To be effective, an adviser must be able to:

  • Put themselves in your shoes, to appreciate the pressures and concerns you face
  • Draw out your most pressing issues through thoughtful and creative questions
  • Help you shape your agenda through supportive, but intellectually honest discourse
  • Deliver bold, forceful advice consistent with your mutual understanding of the challenges you face

Effective, empathic advisers are few and far between. Keep looking until you find one, and then don’t turn loose.

April 21, 2009

The power of militant simplicity

Igor Shindel introduced me to the concept of militant simplicity. Some years ago, I hired Igor to lead the development of a next generation B2B e-commerce web site for PC Connection. The challenge was to build a fast, robust web site on time and under budget.

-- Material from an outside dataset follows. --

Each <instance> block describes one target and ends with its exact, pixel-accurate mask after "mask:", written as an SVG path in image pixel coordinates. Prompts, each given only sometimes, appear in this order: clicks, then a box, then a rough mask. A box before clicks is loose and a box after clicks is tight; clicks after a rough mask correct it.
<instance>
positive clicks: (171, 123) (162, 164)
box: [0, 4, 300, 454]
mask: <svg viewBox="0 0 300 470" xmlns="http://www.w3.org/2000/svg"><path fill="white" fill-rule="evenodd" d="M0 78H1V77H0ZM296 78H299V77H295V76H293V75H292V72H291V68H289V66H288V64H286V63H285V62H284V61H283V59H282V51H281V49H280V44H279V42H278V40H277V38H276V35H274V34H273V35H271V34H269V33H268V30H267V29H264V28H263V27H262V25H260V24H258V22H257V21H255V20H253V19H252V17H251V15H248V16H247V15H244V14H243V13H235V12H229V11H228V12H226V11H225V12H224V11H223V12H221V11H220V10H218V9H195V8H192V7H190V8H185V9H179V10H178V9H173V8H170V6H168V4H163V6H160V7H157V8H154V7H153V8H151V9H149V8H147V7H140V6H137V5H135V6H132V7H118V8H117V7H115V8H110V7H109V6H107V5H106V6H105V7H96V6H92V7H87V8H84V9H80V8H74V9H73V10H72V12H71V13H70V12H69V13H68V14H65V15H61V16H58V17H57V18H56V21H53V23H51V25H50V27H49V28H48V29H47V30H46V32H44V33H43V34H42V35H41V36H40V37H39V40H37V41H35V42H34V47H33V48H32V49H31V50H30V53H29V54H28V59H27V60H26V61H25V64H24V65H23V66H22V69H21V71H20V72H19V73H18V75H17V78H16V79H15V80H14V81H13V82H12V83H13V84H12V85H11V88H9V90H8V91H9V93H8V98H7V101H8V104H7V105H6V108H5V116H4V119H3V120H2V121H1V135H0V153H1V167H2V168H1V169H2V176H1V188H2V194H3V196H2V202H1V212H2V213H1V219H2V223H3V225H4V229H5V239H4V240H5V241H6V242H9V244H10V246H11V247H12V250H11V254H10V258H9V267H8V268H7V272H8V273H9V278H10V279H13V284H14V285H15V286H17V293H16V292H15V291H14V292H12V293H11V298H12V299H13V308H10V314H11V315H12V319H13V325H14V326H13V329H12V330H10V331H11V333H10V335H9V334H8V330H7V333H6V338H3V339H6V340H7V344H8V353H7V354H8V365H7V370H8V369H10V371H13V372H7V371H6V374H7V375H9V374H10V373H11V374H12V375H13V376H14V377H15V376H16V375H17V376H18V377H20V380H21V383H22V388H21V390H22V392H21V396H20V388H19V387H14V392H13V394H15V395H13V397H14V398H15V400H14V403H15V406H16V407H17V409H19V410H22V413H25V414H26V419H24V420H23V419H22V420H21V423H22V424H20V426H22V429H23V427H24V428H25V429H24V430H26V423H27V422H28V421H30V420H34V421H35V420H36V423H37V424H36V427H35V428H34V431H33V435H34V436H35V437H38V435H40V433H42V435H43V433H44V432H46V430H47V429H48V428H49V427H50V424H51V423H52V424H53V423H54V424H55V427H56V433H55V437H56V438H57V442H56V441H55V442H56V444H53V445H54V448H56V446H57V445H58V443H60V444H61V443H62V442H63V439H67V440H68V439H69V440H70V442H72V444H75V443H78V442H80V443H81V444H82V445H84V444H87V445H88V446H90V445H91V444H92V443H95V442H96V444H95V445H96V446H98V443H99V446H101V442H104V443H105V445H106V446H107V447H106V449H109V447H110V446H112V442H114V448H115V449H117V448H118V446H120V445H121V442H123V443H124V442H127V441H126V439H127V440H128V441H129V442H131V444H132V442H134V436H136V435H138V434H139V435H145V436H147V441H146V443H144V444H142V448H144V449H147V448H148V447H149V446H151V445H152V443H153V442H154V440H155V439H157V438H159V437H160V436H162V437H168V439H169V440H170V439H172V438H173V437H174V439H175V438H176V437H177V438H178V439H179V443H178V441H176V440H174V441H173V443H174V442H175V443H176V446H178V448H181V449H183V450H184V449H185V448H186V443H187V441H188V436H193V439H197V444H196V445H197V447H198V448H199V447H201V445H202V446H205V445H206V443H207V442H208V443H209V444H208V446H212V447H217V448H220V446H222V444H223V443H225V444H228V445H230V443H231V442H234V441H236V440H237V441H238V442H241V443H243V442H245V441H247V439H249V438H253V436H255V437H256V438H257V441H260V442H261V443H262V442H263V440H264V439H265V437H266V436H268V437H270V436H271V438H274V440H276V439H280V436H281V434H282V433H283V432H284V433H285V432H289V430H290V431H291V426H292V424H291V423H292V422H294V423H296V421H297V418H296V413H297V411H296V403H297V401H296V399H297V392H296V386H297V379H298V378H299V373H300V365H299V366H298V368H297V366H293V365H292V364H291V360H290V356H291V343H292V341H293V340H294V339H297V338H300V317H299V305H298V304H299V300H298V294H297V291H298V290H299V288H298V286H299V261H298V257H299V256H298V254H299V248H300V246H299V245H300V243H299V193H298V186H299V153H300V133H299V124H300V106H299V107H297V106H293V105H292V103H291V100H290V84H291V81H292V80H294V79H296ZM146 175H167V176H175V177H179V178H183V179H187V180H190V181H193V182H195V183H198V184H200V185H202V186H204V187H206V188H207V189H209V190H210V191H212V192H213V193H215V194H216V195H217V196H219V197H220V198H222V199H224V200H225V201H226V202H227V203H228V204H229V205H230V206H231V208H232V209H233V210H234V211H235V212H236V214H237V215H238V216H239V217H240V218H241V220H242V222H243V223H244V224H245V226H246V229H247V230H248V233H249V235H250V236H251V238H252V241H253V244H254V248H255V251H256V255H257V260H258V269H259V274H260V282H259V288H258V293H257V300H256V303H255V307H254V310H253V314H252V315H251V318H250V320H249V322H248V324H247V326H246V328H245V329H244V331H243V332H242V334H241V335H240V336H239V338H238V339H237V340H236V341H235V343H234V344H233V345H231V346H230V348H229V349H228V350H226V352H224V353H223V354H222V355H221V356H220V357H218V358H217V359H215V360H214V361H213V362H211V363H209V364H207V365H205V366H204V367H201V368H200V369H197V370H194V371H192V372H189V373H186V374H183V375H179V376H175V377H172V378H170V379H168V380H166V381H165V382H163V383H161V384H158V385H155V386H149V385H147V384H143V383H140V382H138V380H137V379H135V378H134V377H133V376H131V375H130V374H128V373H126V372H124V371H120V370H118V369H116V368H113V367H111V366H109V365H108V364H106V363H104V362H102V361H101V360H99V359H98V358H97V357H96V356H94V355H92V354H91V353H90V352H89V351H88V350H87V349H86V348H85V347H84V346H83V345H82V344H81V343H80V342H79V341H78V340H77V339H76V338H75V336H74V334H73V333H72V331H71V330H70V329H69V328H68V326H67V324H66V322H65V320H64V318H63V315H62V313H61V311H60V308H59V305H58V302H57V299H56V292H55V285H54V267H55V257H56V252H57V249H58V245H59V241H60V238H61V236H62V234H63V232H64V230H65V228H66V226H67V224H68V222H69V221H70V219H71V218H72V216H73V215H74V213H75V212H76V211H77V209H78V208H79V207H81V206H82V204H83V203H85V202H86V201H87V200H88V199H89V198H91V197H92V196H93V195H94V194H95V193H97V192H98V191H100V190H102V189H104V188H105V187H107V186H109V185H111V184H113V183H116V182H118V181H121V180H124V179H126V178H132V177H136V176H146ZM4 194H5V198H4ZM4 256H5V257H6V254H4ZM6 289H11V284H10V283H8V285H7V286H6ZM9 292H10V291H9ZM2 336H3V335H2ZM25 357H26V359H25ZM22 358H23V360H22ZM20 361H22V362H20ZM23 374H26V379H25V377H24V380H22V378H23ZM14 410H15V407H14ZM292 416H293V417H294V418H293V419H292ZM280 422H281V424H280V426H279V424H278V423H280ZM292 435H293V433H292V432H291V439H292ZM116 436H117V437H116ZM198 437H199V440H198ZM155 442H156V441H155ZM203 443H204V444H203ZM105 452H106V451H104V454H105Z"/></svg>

Militant simplicity became the mantra. Keep the site fast, clean, simple (what would now be called the Google model) by providing the 20% of desired functionality that would drive business value and ignoring the rest. Everyone seeks simplicity until the requests start coming in. Can we do this? What about that? Soon the team is mired down by the 80% of stuff that will never matter.

That’s where the militant part comes in. Once the project strategy, core objectives and critical functionality had been thoroughly defined and vetted by both business and technical teams, the team became militant in resisting scope creep. They made a list of all the ideas coming in and promised people the new ideas would be considered for the next release (maybe). Having their idea on the list seemed to keep people happy even if you never worked on it. Strange …

The free dating web site, Plenty of Fish, is a great example of a business built on militant simplicity. Founder and owner Markus Frind is currently taking millions of dollars to the bank while retaining 100% ownership. His secrets?

  • A “dead-simple,” web site that practically runs itself on eight servers while serving up 1.6 billion web pages per month
  • A free service attracting millions of users and supported by ads (often from competitors)
  • Avoiding any improvements to the site that do not support fast, efficient matching
  • Fixing problems quickly and simply instead of throwing resources at them

How much more effective and efficient could your business be if you adopted militant simplicity as a guiding principle?

April 15, 2009

Get some smart people to challenge you!

Business owner/CEOs can get so wrapped up in our own plans and worldviews that we miss our full potential, or worse we can be heading for a ditch without realizing it! Physicists call it a closed feedback loop. In lay terms, if we only talk to ourselves, we will only hear our own voices.

One of the essential roles of a board of directors or board of advisors is to challenge and vet the ideas and plans proposed by management. The end result should be that good plans are strengthened and poor plans are discarded or significantly re-worked.

My best investor relations meetings were the ones with the toughest analysts who asked the most difficult questions. They were experts at ferreting out the weak spots in our story, in effect telling us the areas we needed to work on going forward.

Customers and clients are often the best sources of real world feedback. Don’t fight them; embrace them. Your future may depend on it.